Equity,
Thanks for taking the time to respond the way you did. My logic behind the ing or verb, is that when it has to do with some sort of occupation, hobby, or service, it can serve well as an effective "poor mans substitute" to the root word and still work, especially when in virtually every case the root word or noun is a premium name that cost way more then $25 per year to register. These are all words I have acquired ending in ING so far:
adopting
animating
communicating
cooling
detailing
developing
digitizing
distributing
domaining
joking
phonecasting
moviemaking
photographing
preaching
sending
televising
towing
tubing
linking
walking
canoeing
planting
Now I'm not claiming that entire list above are winners but in almost every case .TV was the only TLD left to register. Now to me when you have a verb that describes something, has decent search results and can have a dedicated channel, it seems worth the $25 fee to me to take a flyer on it. In some cased I plan on developing myself. The premium factor is big part of these buys as well. Granted, when someone is going to pay big money to have a tow.tv, when I can have towing.tv for $25 and still have the word "towing" with a OVT of 268,883 How can I pass that up? Now most OVT aren't close to that high, but my point is that If 25% of the list above hits, then they pay for all the others.

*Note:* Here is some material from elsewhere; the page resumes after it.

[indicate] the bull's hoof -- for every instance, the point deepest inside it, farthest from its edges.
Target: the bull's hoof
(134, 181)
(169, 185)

Is my logic wrong? Don't get me wrong, i do have a number or nouns in my portfolio and agree that they are the most valuable in many cases, but what if the noun is a premium? To me the verb works good in this case, especially with the .TV TLD and that fact that you are describing the content on the channel in a single and rare single word from the standpoint that all others are taken for basic registration fee.
As far as the "ed" ending i agree for the most part except in cases where you develop. I think broadcasted was worth the flier because it is a word that describes the essence of what the .TV tld is about and lends itself well to development.
Please slam my way of thinking if you do not agree.